I'm developing a geocoding script using Geocoding Google's API, sending address as 'str'.
My workflow is like: I receive a table like: 'street_name', 'house_number', 'state'.
In Chile, there's a keyword to indicate that the place is residential, this is a 'Villa'. Anyways, 'Villa' es like an 'stop-word' it doesn't give any value and can lead to confusion, so in my script I have:
r'_x002d_': '',
r'/': '',
r'_xa0_': ' ',
# La información de dirección que viene después de la Villa obstaculiza la georeferenciación
r'\bVILLA\b.*': ''
So the problem is when I receive an address like: "Arquimides 123 Villa nueva Lote 3" it returns 'Arquimides 123' because that's what it has to do. The problem I'm facing now is with an address like: "Marga 33, Villa Alemana, Chile" because this is correct addressing but because I made the deletion of 'Villa' and everything coming next now I can't locate any address within 'Villa Alemana'.
I use this function then the regex above to modify the address:
# Función para realizar los reemplazos en una dirección
def reemplazar_palabras(direccion):
direccion = str(direccion) # Asegurarse de que sea una cadena
for patron, reemplazo in reemplazos.items():
direccion = re.sub(patron, reemplazo, direccion, flags=re.IGNORECASE).strip(",")
return direccion
So I'm trying to figure out how to give another perspective to the project because it seems that's gonna be like... dull if I keep adding 'raw' variables.

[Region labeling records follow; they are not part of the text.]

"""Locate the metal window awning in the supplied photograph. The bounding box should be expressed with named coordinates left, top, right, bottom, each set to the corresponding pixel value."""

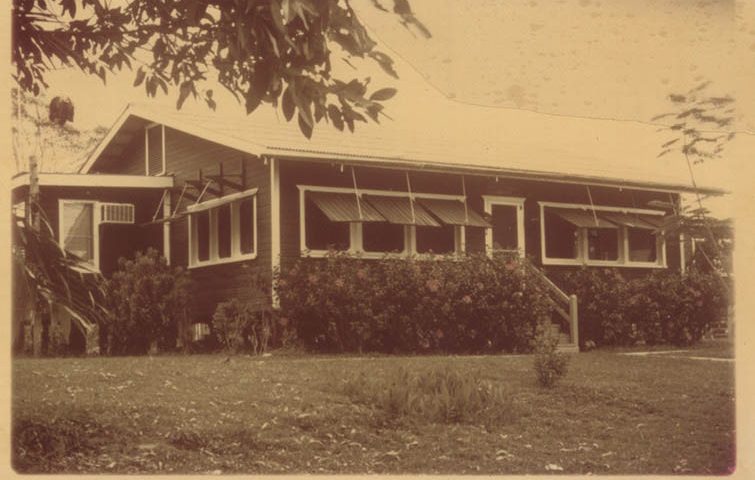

left=552, top=208, right=619, bottom=228
left=600, top=212, right=663, bottom=230
left=418, top=198, right=493, bottom=228
left=307, top=192, right=386, bottom=222
left=363, top=195, right=440, bottom=227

Is there any model or technique using some kind of modelling to give an scalable solution?
Personally, I think the code was good, but this kind of obstacle represents a high risk because they're valid directions that I'm deleting because my methods.
UPDATE: This is how I 'create' the address:
"""
DIRECCION_F is concatenated address, means Direccion_Final -> 'Direccion' = 'Address'
DIRE_CALLE is meant to only contain the street name, i.e dire_calle: Grecia, dire_numero: 1322, dire_comuna: Santiago
"""
df["DIRECCION_F"]= (
df["DIRE_CALLE"].astype(str).apply(reemplazar_palabras) + ' ' +
df["DIRE_NUMERO"].apply(lambda x: f"{int(x)}" if isinstance(x, (int, float)) and x.is_integer() else str(x)).apply(reemplazar_palabras) + ', ' +
df["DIRE_COMUNA"].astype(str).apply(reemplazar_palabras) + ', ' +
'CHILE')